Siempre decimos que la gasolina en México es muy cara, pero todos estamos dispuestos a consumirla casi sin importar su precio.

Hace una semana el valor de este combustible fue elevado en 34 por ciento para la modalidad, supuestamente, de mayor calidad sin que ese factor afectaran los niveles de venta de las 11 mil 400 gasolinerías existentes en el país y, si tomamos en cuenta el potencial existente en el país, es posible que paguemos hasta el triple de su valor con tal de alimentar a los casi 40 millones de vehículos que circulan a lo largo y ancho del territorio nacional.

Precisamente ese potencial, colocado casi con letras de oro en la Reforma Energética, dio paso a la entrada de capital privado a la comercialización de combustibles, un tema tabú hasta hace unos años que le permitió a Pemex constituirse en un monopolio, no solo en la producción de hidrocarburos sino especialmente en gasolinas y diésel.

Cuando menos desde hace 80 años varias generaciones de mexicanos no hemos visto en nuestros caminos una marca de energéticos diferente de Pemex.

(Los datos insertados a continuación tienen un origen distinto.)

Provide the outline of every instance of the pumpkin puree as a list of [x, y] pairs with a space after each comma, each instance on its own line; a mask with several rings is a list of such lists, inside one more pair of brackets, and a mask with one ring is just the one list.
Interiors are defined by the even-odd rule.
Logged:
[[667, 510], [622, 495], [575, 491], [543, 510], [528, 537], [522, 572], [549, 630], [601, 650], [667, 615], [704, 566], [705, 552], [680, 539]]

Pero esa historia terminó. Con la apertura económica, se rompieron mitos y llegó la competencia. Inclusive, este año ya se establecieron condiciones para que empresas privadas disputen a Pemex el mercado de los combustibles, no solo en términos de calidad en el servicio sino quizá hasta en precio. Recordemos que la Secretaría de Hacienda, en función de la Reforma Energética, estableció condiciones para que las gasolinas ya no se comercialicen en condiciones monopólicas. Su valor ya puede ser fijado en función de la oferta y la demanda.

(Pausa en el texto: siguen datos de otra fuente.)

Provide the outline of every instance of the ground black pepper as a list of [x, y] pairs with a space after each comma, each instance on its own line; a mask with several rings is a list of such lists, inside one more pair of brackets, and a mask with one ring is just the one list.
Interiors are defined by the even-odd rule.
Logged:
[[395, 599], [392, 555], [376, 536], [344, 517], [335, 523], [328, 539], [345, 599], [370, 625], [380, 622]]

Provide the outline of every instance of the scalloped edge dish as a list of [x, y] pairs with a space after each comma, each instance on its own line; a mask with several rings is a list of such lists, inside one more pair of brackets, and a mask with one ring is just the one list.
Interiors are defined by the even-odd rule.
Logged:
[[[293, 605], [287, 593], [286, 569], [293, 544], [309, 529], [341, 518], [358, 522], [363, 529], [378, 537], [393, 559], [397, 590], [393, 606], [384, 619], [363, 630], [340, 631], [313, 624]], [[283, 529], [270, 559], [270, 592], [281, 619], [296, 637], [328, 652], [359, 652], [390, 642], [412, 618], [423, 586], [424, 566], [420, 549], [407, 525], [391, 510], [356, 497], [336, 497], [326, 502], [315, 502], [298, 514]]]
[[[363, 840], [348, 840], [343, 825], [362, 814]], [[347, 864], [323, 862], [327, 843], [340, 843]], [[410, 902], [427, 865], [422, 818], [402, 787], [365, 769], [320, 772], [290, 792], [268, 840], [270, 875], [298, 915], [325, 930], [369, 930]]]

En el norte y en Yucatán ya hay gasolinerías con nombres diferentes a Pemex, los consorcios privados ya hacen presencia y los extranjeros han mostrado su interés en el mercado mexicano. Cómo no, si el potencial es todavía del triple de lo que actualmente representa.

Así, British Petroleum (BP) ya anunció su decisión de instalarse en la Ciudad de México, el mejor mercado posible. Y para alcanzar los mejores beneficios, estableció convenios  con la Secretaría de Seguridad Pública (SSP) capitalina para desarrollar las condiciones de seguridad y certeza que se requieren para el debido funcionamiento de sus Estaciones de Servicio, al amparo de la Reforma Energética.

El objetivo que se plantea la petrolera es desarrollar junto con la policía de la Ciudad de México de previsión de riesgos para la inversión privada.

La jugada que parece audaz, es lógica y sensata para construir las condiciones de certidumbre que siempre busca el capital.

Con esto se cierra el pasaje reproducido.